Yesterday the University of Western Ontario Faculty Association released the survey results of how faculty rate the job performance of VP-academic Greg Moran, whose contract is currently up for review. The UWOFA's intention was to gauge how their members felt so they could communicate this to the VP-academic's selection committee.
But even by students' standards, faculty participation in this survey was pathetic. Out of approximately 854 eligible faculty voters, only 86 people deemed the survey to be important enough to take the five minutes necessary to respond.
While abysmally low student turnout rate for recent rallies and the University Students' Council presidential election is nothing for students to be proud of, one would expect a better example to be set by the people who are molding the minds of tomorrow's leaders. When faculty members demonstrate such blatant acts of apathy, it is truly disturbing.

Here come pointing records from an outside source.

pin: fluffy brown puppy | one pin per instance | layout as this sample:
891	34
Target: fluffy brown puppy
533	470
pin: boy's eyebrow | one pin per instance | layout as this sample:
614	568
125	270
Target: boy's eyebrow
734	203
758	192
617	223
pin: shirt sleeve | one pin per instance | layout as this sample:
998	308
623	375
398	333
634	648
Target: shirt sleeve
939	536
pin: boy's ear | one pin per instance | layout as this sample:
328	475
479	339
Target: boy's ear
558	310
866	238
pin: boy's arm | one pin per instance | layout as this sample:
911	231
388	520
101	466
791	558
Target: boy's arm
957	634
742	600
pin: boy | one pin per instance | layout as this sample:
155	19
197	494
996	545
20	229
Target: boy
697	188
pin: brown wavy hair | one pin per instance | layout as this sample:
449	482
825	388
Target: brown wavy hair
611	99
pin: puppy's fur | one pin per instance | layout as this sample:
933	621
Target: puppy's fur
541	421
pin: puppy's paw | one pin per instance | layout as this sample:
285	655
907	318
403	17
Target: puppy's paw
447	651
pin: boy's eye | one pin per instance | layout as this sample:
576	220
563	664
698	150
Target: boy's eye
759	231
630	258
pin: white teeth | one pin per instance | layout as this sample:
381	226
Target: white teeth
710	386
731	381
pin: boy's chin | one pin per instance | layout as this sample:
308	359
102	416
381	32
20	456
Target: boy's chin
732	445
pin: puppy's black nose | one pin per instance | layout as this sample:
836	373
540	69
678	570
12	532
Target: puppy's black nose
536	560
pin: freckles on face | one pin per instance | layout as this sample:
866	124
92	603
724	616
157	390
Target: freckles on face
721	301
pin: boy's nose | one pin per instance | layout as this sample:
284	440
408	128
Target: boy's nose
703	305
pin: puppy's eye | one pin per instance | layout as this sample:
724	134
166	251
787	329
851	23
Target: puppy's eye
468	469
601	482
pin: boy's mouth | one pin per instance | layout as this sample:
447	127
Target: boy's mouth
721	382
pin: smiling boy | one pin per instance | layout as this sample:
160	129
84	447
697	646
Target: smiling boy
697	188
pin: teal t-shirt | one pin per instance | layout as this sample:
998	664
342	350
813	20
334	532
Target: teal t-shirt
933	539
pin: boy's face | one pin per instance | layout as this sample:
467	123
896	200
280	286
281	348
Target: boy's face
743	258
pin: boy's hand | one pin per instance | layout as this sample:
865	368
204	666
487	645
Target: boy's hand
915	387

Granted the UWOFA was rushed to get the survey out, there is no excuse for this collective demonstration of indifference on the part of the faculty. Members of the UWOFA had up to 10 days to complete the eight question survey. Furthermore, considering the importance of the relationship between the VP-academic and the faculty, one would expect Western's faculty to pay greater attention to this issue.
If the UWOFA were hoping to use the results of this survey to send a strong message to the VP-academic selection committee, then they failed. Even though the majority of the responses gave Moran an overwhelmingly unsatisfactory rating, the low response rate could suggest the faculty who did respond saw this merely as an opportunity to complain. Or perhaps, as the limited data suggests, the faculty truly are united in an utter disdain for Moran's performance thus far.
Unfortunately, the selection committee will never know for sure. The results of this survey are striking, but inconclusive. With a minimum amount of effort, the faculty could have sent the committee a united message which would have influenced a decision which will directly effect their jobs.
Instead, the committee was sent an incomplete jigsaw puzzle with the majority of the pieces missing.